Paul Clark, of Rectory Farm, Stanton St John, has beans that look pale and ill, but he is convinced that they will come good if we get a few sunny days. Many other farmers, however, have already written off this year's crop.

Tomatoes grown under glass and poly tunnels are doing well. Not so those grown outside. Mustard-maker Bruce Young, from Shaken Oak Farm, at Hailey, near Witney, has lost 200 tomato plants that he was growing for his pickles and sauces. Courgettes are not responding well to the wet weather either.

So how are we all going to cope when the shortages make themselves felt?

First, I believe that we must accept that the days of cheap food really are over and that price rises will reflect some of the many hardships our farmers are facing, and have faced, this year. One way of coping with the high prices is to shop more wisely by only purchasing what we need. At the moment, a third of food grown for human consumption in the UK ends up in the rubbish bin. Food industry and government statistics show that each adult wastes at least £420 of food a year. As I see it, we must reduce the amount of food waste, through careful buying and menu planning.

In a booklet recently published by WRAP (Waste & Resources Action Programme) five simple ways in which we can all help reduce food waste are listed.

Their advice includes making a shopping list and shopping with particular meals in mind. Their research shows that people who don't plan their weekly shops are far more likely to over-purchase. They urge us to plan meals with the use-by dates in mind. Apparently, 60 per cent of us end up throwing food away because it's passed its use by date. It's worth remembering that the food industry sometimes put very healthy use-by dates on products because of the tight legislation.
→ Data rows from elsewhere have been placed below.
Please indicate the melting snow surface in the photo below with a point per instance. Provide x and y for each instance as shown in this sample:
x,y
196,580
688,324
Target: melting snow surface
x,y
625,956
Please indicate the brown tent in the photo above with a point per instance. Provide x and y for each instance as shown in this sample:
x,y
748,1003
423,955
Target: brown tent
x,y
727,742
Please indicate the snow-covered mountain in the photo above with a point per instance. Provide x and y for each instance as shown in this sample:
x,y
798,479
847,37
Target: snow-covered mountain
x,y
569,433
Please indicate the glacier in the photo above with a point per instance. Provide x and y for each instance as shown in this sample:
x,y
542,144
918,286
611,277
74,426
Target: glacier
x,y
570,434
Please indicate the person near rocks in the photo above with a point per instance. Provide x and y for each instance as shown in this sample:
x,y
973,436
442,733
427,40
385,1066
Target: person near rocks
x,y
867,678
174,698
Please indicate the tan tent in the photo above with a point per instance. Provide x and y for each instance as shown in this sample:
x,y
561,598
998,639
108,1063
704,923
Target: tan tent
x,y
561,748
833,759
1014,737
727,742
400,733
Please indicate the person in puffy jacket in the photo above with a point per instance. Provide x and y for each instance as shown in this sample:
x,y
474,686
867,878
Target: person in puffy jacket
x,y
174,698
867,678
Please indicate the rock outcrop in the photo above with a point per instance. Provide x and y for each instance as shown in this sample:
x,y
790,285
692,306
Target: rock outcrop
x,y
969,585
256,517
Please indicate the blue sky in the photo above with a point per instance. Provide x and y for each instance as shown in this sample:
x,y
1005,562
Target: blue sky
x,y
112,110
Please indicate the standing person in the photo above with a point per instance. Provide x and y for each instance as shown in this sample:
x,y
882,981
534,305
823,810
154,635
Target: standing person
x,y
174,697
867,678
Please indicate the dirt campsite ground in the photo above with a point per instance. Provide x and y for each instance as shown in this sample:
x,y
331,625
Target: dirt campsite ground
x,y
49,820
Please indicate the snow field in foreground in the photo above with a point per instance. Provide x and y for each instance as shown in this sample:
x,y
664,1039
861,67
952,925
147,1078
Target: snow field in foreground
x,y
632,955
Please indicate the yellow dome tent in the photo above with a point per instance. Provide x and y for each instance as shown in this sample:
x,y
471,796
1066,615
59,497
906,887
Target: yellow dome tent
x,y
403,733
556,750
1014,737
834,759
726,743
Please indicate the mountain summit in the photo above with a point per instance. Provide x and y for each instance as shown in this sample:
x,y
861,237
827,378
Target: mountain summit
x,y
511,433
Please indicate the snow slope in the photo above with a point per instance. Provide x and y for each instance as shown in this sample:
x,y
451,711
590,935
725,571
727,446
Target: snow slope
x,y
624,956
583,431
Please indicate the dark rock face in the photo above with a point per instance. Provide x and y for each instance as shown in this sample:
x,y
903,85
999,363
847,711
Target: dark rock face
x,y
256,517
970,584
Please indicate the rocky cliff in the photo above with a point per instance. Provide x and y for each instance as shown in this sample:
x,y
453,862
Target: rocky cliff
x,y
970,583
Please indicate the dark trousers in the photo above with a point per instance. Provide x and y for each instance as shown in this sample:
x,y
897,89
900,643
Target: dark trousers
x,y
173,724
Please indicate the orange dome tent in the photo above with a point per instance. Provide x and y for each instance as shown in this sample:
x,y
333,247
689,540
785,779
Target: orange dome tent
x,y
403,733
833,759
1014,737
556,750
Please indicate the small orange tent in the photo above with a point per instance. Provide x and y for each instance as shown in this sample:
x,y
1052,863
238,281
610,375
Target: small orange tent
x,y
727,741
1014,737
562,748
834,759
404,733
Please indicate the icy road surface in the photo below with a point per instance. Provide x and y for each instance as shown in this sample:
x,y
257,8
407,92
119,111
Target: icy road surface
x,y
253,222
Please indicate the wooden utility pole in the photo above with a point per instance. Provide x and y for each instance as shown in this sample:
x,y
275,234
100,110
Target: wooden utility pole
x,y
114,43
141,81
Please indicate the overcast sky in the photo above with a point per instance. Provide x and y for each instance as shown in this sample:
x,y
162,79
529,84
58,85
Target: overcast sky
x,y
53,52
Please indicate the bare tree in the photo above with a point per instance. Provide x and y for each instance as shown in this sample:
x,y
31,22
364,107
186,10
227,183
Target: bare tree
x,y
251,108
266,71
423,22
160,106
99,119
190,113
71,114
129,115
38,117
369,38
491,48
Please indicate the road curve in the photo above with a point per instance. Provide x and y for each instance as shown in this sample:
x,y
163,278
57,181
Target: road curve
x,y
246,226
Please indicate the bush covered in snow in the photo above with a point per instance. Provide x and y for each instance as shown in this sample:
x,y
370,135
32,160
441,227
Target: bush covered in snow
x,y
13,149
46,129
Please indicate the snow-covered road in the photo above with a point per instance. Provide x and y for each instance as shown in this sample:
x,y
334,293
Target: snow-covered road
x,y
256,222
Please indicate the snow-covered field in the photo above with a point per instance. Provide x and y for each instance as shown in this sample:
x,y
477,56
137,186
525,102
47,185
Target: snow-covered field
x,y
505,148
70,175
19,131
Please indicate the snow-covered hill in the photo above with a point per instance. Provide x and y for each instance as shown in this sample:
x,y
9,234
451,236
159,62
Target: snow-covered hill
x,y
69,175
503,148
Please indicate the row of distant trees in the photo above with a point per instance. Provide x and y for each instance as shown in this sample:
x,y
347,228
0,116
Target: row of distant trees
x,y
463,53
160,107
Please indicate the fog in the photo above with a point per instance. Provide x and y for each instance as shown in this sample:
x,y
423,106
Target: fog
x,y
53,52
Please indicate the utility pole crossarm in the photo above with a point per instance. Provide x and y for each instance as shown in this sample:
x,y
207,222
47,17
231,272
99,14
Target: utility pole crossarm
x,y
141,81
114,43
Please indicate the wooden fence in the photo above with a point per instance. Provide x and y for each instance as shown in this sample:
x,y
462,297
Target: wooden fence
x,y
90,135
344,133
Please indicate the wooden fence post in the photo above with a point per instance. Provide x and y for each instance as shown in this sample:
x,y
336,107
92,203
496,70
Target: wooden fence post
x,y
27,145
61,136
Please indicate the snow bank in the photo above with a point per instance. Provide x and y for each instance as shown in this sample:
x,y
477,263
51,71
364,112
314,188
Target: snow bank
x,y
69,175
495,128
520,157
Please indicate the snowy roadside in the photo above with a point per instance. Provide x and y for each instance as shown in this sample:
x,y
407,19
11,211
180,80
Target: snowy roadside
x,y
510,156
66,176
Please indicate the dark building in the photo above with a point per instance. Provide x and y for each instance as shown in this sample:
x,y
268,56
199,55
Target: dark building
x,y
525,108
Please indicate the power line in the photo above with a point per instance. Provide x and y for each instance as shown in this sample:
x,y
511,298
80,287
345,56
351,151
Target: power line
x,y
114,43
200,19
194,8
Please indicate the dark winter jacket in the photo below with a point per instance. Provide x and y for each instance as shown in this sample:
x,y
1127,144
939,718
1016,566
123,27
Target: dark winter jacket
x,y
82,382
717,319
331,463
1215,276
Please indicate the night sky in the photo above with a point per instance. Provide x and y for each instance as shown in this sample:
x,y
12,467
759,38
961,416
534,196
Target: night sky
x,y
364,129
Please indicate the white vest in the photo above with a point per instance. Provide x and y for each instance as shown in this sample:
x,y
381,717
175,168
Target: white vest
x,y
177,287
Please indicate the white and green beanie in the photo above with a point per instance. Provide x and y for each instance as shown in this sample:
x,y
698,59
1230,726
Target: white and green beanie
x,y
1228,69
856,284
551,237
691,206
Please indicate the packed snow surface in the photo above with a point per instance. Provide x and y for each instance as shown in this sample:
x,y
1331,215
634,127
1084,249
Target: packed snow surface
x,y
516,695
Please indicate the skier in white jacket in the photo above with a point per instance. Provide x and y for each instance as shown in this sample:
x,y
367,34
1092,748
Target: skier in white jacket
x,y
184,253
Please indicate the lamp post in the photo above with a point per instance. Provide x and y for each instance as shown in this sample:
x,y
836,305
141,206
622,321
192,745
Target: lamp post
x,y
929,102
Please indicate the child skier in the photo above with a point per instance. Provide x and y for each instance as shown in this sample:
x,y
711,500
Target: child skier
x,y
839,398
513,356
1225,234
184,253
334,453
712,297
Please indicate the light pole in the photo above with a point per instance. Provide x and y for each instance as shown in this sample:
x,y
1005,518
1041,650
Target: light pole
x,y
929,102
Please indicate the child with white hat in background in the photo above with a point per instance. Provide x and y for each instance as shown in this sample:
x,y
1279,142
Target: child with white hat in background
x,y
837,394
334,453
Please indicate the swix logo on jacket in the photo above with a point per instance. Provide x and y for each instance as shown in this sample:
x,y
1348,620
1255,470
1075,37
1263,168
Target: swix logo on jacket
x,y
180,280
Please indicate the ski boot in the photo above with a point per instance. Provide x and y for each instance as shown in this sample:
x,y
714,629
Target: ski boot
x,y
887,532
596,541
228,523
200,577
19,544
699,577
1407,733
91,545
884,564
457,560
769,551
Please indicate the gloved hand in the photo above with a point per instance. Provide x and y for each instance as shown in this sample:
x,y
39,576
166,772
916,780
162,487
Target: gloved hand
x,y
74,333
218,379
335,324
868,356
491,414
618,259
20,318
There was a time when food was sold without a sell-by date and shoppers were skilled in judging the quality of a product. Obviously, there is no way of assessing ready-made chilled or frozen meals - we really do have to rely on the manufacturers for those products. But when it comes to fruits and vegetables, common sense will usually guide us through.

The WRAP guide also advises us to learn to love leftovers by turning them into another meal. It's a skill that our grandparents certainly mastered at a time when nothing was wasted.

Two bits of advice not listed in the WRAP Guide - but equally effective - have long been offered by me. One is never go shopping for food when you are hungry. It is fatal. You find yourself buying far more than you need. The second is to pause before you buy a two-for-one bargain. Ask yourself if you really need double the amount, as it's only a bargain if you eat both packs. Statistics suggest the second pack is often thrown away. Speaking on the BBC news celebrity chef Antony Worrall Thompson endorsed these suggestions when discussing food waste. He said people were too quick to throw food away.

"There's nothing wrong with mouldy cheeses; just cut the mould off," he said, adding that it was good sense to use leftovers. All that was required to use them up was a bit of time and imagination.

So, as food prices begin to rise, let us begin to treat the food produced under such difficult circumstances this year with respect, buying only what we know we are going to use. That way there will be money over to cope with the higher prices and the land-fill sites won't be filled with rotting food.